Eventually, the man finds the courage to introduce himself as an artist. He asks the woman nervously if he could take a picture of her, in a series of work that he intended to publish. He was a novice and tried to hide this but she could see right through him. Yet without hesitancy and even a little enthusiasm she agrees.
Several months later, they met for that small but well planned photo shoot. He had promised to pay her a handsome fee for her commitment to his project. However, she refused to collect the fee when they met because she felt that he needed the money more than she did. He could barely afford to pay her although he pretended to, but she had not asked anything of him or expected him to pay her. She gave of herself freely and wanted nothing in return.

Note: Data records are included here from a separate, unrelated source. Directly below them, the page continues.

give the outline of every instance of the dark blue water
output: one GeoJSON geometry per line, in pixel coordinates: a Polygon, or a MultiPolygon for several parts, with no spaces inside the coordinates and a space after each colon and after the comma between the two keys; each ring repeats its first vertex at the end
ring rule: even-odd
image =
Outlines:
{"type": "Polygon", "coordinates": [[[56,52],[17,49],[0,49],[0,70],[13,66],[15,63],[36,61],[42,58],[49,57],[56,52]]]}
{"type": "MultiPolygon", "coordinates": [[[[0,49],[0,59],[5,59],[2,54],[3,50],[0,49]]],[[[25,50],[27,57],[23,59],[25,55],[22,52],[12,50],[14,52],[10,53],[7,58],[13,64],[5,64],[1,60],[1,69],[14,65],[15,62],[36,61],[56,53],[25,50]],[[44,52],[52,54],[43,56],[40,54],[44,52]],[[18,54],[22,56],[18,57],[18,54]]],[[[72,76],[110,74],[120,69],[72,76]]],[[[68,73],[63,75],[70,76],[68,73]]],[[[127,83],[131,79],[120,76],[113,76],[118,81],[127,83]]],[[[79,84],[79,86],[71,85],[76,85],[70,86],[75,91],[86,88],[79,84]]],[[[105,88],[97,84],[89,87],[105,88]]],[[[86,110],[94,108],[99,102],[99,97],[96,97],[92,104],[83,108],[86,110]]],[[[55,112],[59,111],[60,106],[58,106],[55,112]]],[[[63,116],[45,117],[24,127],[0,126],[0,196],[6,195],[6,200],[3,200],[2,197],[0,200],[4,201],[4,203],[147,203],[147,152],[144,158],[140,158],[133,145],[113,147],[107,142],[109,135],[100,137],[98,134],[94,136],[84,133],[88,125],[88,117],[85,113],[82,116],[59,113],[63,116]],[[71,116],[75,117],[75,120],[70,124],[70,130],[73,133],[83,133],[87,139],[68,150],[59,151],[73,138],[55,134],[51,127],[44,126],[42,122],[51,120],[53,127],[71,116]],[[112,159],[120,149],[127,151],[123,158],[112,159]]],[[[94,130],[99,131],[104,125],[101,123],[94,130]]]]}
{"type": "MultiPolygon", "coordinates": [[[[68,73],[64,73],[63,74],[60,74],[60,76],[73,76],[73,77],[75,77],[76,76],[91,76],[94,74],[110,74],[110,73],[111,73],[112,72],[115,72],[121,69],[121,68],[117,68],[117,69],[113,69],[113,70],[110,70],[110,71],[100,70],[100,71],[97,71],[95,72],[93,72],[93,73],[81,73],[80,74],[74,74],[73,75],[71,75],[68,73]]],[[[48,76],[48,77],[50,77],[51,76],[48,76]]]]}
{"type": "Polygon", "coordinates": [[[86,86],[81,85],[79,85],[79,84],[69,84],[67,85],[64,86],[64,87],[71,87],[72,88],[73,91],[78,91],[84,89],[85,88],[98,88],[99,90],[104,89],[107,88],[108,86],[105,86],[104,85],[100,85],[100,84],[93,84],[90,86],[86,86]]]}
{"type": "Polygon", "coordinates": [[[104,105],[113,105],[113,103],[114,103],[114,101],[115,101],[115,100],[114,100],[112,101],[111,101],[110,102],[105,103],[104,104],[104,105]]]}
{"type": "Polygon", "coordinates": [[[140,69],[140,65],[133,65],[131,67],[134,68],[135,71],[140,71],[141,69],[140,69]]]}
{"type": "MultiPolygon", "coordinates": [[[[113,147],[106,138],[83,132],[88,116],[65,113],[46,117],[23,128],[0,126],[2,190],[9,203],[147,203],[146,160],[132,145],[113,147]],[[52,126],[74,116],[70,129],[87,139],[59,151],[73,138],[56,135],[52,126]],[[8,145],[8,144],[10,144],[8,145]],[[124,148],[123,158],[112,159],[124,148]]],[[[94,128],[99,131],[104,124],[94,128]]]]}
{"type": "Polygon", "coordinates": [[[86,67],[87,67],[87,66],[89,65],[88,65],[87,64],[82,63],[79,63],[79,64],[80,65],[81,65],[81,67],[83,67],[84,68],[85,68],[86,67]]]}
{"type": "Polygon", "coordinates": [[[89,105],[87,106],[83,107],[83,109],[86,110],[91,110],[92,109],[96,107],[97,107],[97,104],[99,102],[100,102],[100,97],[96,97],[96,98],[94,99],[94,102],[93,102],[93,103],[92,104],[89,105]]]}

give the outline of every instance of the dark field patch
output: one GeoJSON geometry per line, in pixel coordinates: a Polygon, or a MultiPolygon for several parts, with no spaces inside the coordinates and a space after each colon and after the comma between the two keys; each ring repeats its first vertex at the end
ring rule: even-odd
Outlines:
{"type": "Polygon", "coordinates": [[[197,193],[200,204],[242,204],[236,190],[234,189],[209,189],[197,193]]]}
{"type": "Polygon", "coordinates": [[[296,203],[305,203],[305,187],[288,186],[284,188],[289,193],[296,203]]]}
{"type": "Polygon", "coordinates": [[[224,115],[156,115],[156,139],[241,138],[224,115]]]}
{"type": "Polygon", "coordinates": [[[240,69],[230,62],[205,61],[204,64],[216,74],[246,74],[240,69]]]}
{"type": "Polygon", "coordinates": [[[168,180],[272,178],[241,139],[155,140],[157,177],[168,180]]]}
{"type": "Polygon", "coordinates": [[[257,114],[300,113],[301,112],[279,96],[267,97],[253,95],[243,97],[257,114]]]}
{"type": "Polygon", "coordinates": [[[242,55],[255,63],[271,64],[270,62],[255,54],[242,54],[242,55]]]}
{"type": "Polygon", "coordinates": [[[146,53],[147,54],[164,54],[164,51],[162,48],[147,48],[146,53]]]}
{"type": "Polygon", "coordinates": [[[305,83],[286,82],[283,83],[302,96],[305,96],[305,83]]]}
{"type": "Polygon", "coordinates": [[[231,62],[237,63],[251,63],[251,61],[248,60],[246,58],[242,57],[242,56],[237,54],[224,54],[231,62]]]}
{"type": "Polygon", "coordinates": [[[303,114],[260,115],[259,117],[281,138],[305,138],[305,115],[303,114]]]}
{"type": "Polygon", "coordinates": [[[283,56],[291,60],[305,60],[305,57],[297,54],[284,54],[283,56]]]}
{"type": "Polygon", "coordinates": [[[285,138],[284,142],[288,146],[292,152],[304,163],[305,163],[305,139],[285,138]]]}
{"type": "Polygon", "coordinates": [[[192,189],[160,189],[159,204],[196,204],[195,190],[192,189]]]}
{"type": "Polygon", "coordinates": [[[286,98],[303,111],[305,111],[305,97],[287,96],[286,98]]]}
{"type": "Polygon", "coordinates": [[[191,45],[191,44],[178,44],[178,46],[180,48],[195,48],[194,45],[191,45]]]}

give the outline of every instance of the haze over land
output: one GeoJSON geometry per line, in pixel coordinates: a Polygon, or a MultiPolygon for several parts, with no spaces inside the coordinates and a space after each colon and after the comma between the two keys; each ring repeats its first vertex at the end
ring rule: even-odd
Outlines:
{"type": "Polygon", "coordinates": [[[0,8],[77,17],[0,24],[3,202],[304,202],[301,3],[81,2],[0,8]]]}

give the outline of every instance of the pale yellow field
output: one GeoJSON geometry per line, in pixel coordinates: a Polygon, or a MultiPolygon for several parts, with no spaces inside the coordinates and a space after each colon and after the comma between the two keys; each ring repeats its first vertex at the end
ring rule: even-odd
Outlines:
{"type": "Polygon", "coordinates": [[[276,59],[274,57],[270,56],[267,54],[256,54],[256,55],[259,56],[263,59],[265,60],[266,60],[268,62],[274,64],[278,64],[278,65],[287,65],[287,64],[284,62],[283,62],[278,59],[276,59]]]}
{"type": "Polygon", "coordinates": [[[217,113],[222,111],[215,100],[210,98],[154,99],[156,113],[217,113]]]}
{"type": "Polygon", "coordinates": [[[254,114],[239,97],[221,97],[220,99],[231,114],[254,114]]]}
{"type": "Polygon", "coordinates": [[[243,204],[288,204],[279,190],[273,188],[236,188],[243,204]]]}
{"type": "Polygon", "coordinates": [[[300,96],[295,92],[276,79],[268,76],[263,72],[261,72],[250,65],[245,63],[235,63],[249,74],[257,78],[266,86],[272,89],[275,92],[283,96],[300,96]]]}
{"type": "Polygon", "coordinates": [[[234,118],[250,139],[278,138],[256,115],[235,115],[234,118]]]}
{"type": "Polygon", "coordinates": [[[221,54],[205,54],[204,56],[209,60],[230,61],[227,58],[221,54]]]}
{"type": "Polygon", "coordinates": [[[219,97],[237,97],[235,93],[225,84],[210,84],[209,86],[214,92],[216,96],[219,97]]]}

She was his first work of art, his first gleam of hope in his artistic pursuits, and he could not share with her what that moment meant to him. The photo that he took is the silhouette of the woman in question, nothing of her face is known, but she is more beautiful to him that way.
He wanted to keep her intact and show her to the world as he knew her, and did not want the viewer to make criticisms or comparisons that would undermine her beauty. It wasn't just her exterior but her interior. It wasn't just her light but the warmth of her shadow. She was as beautiful to him in the darkest of night as she was in the brightest of day. She was beautiful then. And now. The artist’s work aimed to eternalise her beauty and so, he does not illuminate her figure. We don't see her and yet it is her, because he wants the audience to see her through his eyes.
This piece was Beau’s first work and inspired one of his favourite quotations: "Beautiful things do not seek for attention. They hide so we can seek them. And we find them because they are beautiful."